Latest update February 2nd, 2025 8:30 AM
May 23, 2019 News
State-owned Guyana Oil Company (Guyoil) has terminated the services of its Facilities Manager.
The entity would have also recently lost its Human Resources Manager who resigned for personal reasons.
Responding to questions this week, Guyoil’s Board of Directors confirmed that Brion Singh, the Facilities Manager, had his services terminated.
However, the company would not confirm that that he was let go for allegedly approving a number of contracts not sanctioned by the Board of Directors.
“Mr. Brion Singh’s termination was in accordance with the provisions of his contract of employment. The reason alluded to in your question was never officially communicated to Mr. Singh or anyone else,” Guyoil said.
The company said that it has not received any lawyer’s letter from the former manager challenging his termination.
Meanwhile, the company denied that its Human Resources Manager has resigned following investigations.
“The Human Resources Manager was at no time under any investigation. He stated “personal family commitment” as his reason for resignation,” the statement said.
Responding to questions that the company, which runs a string of service stations across the coast, has not been meeting targets, the board said that Guyoil is the nation’s largest petroleum distributor.
“…And has been a net contributor to our economy for decades. The company remains profitable and viable in a very competitive market.”
Questioned also about accusations earlier this week that Guyoil’s human resources practices would have seen persons without the requisite qualifications being hired, the board denied anything is amiss.
“Guyoil is a proud equal opportunity employer. Our recruitment practices are strictly guided by the company’s hiring policy.
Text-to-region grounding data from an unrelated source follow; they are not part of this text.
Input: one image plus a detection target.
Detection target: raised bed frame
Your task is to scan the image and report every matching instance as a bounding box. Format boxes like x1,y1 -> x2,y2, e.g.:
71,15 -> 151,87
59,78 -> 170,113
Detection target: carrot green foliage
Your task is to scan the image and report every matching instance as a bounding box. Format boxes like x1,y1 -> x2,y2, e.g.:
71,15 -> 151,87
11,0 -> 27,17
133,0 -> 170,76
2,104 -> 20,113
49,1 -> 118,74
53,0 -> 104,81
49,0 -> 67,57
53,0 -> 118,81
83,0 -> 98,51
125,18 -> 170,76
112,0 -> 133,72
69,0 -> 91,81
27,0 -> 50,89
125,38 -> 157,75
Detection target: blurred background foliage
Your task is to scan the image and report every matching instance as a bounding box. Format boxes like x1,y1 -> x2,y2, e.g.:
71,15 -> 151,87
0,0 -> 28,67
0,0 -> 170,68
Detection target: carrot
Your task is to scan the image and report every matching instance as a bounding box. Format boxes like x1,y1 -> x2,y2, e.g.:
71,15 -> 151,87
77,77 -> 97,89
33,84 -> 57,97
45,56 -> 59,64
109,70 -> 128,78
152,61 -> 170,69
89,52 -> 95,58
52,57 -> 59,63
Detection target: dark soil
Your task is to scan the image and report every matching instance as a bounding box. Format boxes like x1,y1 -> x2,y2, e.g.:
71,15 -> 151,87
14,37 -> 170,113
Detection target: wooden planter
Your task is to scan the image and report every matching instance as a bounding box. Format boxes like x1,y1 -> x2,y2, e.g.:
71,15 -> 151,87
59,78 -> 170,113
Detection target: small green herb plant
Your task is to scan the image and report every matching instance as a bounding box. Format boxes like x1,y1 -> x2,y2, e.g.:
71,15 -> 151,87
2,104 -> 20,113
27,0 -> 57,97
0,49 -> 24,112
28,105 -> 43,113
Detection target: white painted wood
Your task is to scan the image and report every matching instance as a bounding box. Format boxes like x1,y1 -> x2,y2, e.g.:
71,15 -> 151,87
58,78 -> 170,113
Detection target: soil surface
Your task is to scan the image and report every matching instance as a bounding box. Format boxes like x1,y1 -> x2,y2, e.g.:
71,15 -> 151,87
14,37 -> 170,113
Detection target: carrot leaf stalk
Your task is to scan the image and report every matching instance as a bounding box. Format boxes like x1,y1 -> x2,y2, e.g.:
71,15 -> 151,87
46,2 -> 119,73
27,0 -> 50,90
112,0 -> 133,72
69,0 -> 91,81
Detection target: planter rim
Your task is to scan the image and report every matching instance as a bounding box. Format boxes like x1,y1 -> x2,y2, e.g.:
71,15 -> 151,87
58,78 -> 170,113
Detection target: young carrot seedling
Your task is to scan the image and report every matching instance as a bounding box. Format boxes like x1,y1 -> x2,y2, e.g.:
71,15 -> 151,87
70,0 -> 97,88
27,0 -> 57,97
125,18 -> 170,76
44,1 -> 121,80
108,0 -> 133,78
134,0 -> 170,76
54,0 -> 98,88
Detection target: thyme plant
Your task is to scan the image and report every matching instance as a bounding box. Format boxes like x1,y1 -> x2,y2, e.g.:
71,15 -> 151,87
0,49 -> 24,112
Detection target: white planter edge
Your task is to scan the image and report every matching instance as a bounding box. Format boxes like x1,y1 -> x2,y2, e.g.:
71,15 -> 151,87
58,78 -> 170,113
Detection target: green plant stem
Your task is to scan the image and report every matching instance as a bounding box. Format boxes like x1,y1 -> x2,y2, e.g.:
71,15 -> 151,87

We are unaware of any cases where persons hired for a position lacked the prerequisite qualifications or equivalent experience.”
Since coming to Government in 2015, the Coalition has made sweeping board and management changes at its agencies and companies.
In 2017, the state company reported that it has lost ground in its gasoline, thanks to among other things, smuggling.
In its 2017 Annual Report, it was reported that net profit has decreased almost 29 percent.
GuyOil competes mainly with SOL and Rubis.
The company’s business involves the importation, storage, distribution and marketing of motor gasoline, gasoil, kerosene, fuel oil, and Castrol lubricants.
The products are distributed through the large network in the petroleum business in Guyana, comprising 52 dealer-owned, dealer operated, and eight company-owned, company-operated service stations.
Its three terminals are at Adventure, Region Two; Providence, East Bank Demerara and Heathburn, Berbice.
According to the chairman, Mark Bender’s 2017 report, “Despite the increasing manifestation of smuggled/illegal fuel and the increased number of licensed private importers, GuyOil maintained its dominant position in the Guyana market and continued to be the leader in stabilizing fuel prices, to the benefit of the Guyanese consuming public and industries.”
According to the sales revenues, in 2017 sales were $35.259B, compared to $31.939B in 2016, an increase of $3.32B or 10.39%.
Cost of sales was $30.465B compared to $25.889B in 2016, an increase of $4.576B or 17.68 percent.
With regards to the sales volumes, GuyOil managed to reach 1,309,093 barrels compared to 1,287,211 barrels in 2016, an increase of 21,882 barrels or 1.7 %.